# A Parametrical Architecture for Reed-Solomon Decoders

Mariana-Eugenia Petre
University "Politehnica" of Bucharest
Dept. of Electronics and Telecommunications
Bucharest, ROMANIA
mariana@hera.gef.pub.ro

Guido Masera
Politecnico di Torino
Electronics Department
Torino, ITALY
masera@polito.it

## Abstract

Reed-Solomon decoders are digital decoders that use RS detecting and correcting of errors codes. RS codes are widely diffused in the transmission and storage of digital information and they are often used in concatenated encoding schemes to obtain great correction capabilities and good robustness to burst errors. In this study, a parametrical approach was chosen for decoder implementation at gate-level, based on the Berlekamp algorithm. This means that the decoder structure depends on two parameters: the bit number used for the symbol representation (m), and the error correction capability (t). The obtained architecture is suitable for a large number of different application (including high definition digital TV) and can be quickly synthesised using Synopsys for any required values of m and t.

#### 1 Introduction

A (n, k) RS code is a block code [2] whose code words are blocks of n symbols, including k symbols of information and n-k parity-check symbols. Each symbol is m-bit-long. Hence, the calculations are performed in a Galois field of  $2^m$  elements noted  $GF(2^m)$ , defined by a primitive monic polynomial f(x) over GF(2) of degree m. The length of the block code is  $n=2^m-1$ . The error correcting capability of the code is defined by  $2t + \rho \leq n - k$ , where t is the maximum number of erroneous symbols that can be corrected, and  $\rho$  is the number of erased symbols, which are errors with known locations.

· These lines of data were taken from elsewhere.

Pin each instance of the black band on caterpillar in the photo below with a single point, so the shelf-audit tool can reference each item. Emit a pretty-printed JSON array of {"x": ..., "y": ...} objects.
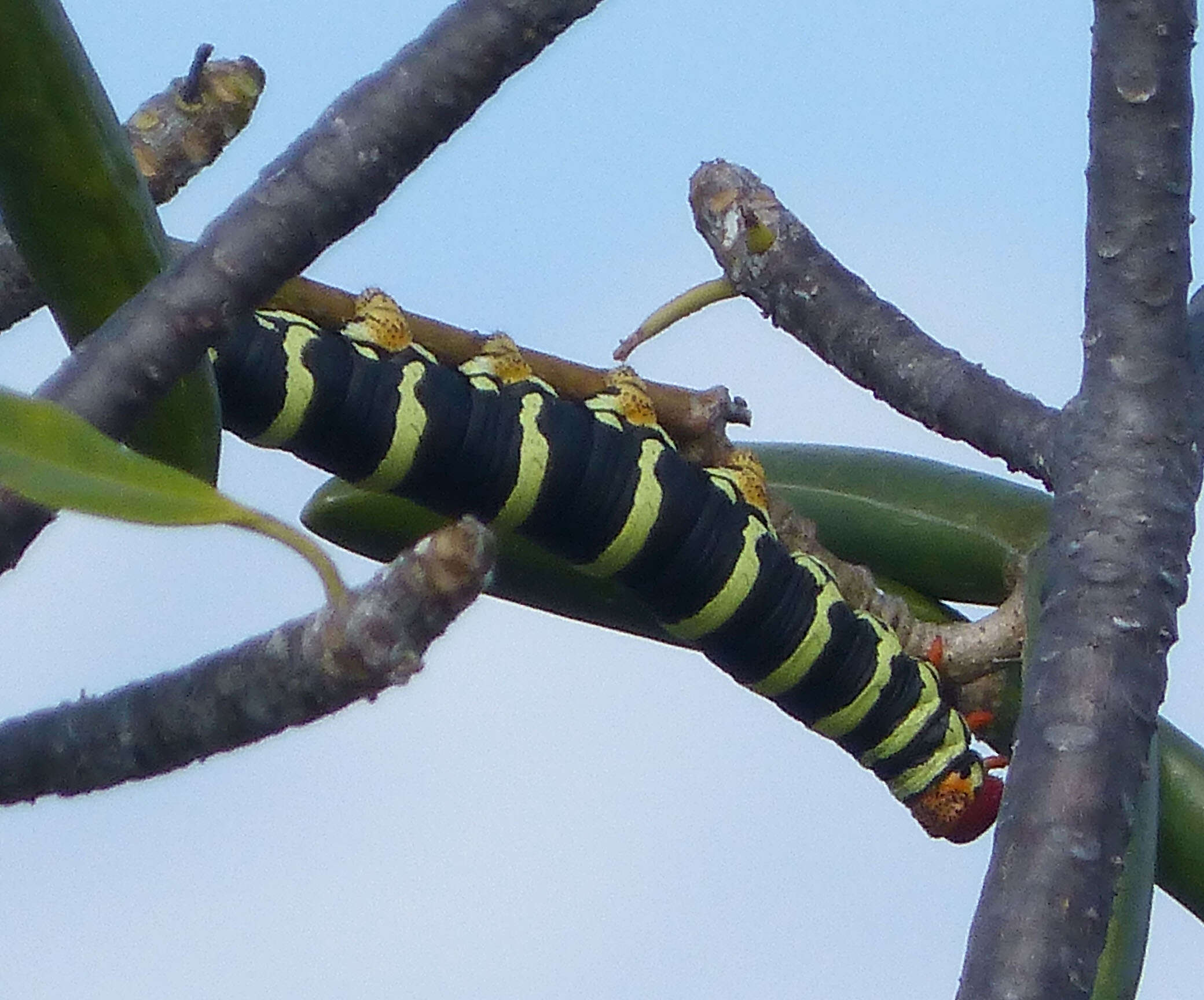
[{"x": 603, "y": 486}]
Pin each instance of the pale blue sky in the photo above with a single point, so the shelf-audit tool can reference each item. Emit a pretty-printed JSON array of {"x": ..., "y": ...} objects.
[{"x": 552, "y": 810}]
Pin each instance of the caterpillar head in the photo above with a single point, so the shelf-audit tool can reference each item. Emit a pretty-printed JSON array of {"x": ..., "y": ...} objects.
[{"x": 959, "y": 808}]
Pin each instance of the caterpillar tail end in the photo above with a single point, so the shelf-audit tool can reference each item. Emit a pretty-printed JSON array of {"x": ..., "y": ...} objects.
[{"x": 954, "y": 810}]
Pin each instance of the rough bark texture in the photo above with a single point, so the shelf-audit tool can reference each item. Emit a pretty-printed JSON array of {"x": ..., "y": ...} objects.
[
  {"x": 171, "y": 144},
  {"x": 289, "y": 677},
  {"x": 774, "y": 260},
  {"x": 1126, "y": 477},
  {"x": 324, "y": 186}
]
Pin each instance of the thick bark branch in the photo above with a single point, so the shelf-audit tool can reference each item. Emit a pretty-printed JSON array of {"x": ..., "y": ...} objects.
[
  {"x": 289, "y": 677},
  {"x": 324, "y": 186},
  {"x": 1126, "y": 479},
  {"x": 774, "y": 260}
]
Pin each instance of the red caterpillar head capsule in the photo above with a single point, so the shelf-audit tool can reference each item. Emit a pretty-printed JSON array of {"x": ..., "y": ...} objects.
[{"x": 957, "y": 811}]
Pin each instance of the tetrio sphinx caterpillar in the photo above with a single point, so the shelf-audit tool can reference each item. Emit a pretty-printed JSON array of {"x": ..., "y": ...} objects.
[{"x": 603, "y": 486}]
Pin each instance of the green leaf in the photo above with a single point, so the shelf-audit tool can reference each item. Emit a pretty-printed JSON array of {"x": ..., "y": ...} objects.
[
  {"x": 1120, "y": 965},
  {"x": 381, "y": 525},
  {"x": 1181, "y": 820},
  {"x": 80, "y": 212},
  {"x": 945, "y": 531},
  {"x": 58, "y": 460}
]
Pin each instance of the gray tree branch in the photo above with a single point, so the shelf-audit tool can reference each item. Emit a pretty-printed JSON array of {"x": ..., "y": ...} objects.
[
  {"x": 296, "y": 673},
  {"x": 1126, "y": 478},
  {"x": 324, "y": 186}
]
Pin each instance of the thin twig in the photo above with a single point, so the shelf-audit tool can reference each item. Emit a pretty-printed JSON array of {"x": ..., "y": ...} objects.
[
  {"x": 296, "y": 673},
  {"x": 1126, "y": 479},
  {"x": 171, "y": 144},
  {"x": 774, "y": 260}
]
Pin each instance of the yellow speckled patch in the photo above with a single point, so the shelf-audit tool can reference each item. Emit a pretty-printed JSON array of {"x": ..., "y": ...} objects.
[{"x": 379, "y": 321}]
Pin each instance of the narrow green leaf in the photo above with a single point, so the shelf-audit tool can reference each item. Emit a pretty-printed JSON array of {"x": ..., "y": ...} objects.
[
  {"x": 58, "y": 460},
  {"x": 381, "y": 525},
  {"x": 1120, "y": 965},
  {"x": 944, "y": 531},
  {"x": 80, "y": 212},
  {"x": 1181, "y": 817}
]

Due their remarkable capability of combatting combinations of random as well as burst errors, RS codes have a lot of applications. The digital audio discs and compact discs use RS codes for the error correction and error concealment. Other applications include mobile data transmission systems and high-readability communications systems. RS codes were also used in NASA and ESA planetary exploration missions, for the deep space transmission.

Sections 2 and 3 describe the encoding and decoding

algorithms for RS codes used for our implementation while section 4 presents the architecture obtained and section 5 presents the estimates in terms of the RS decoder complexity.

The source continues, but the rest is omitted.